Born Shaun Thompson, the fitness trainer revealed he has days where he lacks motivation to do a full work out
High intensity interval training (HIIT) has become a popular way of getting fit because of its potential to torch a large number of calories in a short space of time.
It has also been linked to body fat mass reduction and touted as a way to combat high insulin resistance, which causes diabetes.
But having the motivation to keep up such a demanding regime all the time is a challenge.
This is something that even super-ripped fitness icon Shaun T, the man behind the Insanity craze, struggles with from time to time.
Insanity, dubbed ‘the hardest fitness program ever put on DVD’, became a huge hit for its claims to be able to burn up to 1,000 calories in an hour and transform your body in 60 days.
Now the motivational mastermind has revealed that when he has days when he doesn’t feel like doing a full workout, there is one essential move he does to stay in shape.
And it doesn’t require any fancy equipment or stepping foot in a gym. On those days, there’s one simple exercise you should focus on: the push-up and plank.

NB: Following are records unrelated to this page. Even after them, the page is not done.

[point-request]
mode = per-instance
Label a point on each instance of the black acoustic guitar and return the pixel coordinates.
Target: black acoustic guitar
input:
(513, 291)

‘The push-up and plank will change your life,’ said the 39-year-old from New Jersey.
Combining the plank with push-ups takes its effect to a whole new level, according to Shaun (stock image)
Why is it the best?
Most people know the traditional plank move.

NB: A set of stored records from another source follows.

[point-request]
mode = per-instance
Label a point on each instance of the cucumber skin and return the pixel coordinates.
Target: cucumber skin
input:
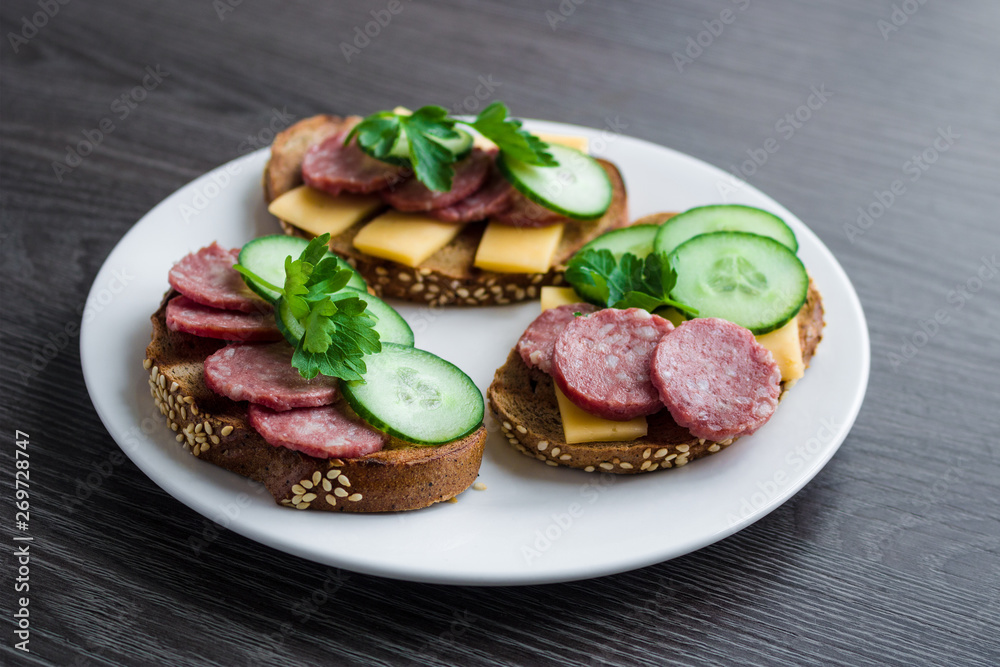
(679, 219)
(622, 232)
(346, 389)
(506, 172)
(356, 281)
(756, 331)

You lie flat on the floor, then raise yourself on your tiptoes and elbows — keeping your forearms on the ground and your back flat, so you look like a coffee table. Then you hold that position for as long as you can.
That’s because, unlike moves that work only one muscle or muscle group at a time –such as crunches or sit-ups – planks use muscles from all over your body, Shaun told Business Insider.
‘Holding a plank works your your shoulders, your chest, your core, your butt, your calves,’ he said. ‘It works your whole body.’
Having a strong core also supports proper posture and improves balance.
How is it carried out?
To get the full benefits of the move – and to prevent injury – it’s crucial to perform the move properly, Shaun advises.
He suggests getting used to doing planks and making sure you’ve got your form correct before adding in the push-ups.
Here’s how to do the plank.
1. Lie on the floor and bend your elbows 90° then rest your weight on your forearms.
2. Make sure your feet are hip-width apart and your elbows are shoulder-width. Your body should form a straight line from your head to your feet.
3. Hold the position for as long as you can. Your goal should be to hold it for two minutes.
As you get stronger, gradually build up to hold the position for longer periods of time.
Once you feel confident, add in the push-ups, making sure your spine stays straight the whole time.
Eventually, aim to hold the plank for five minutes at a time and do 100 push-ups, Shaun said.
‘If someone hits 100 push-ups before they leave in the morning their entire day will change,’ he said.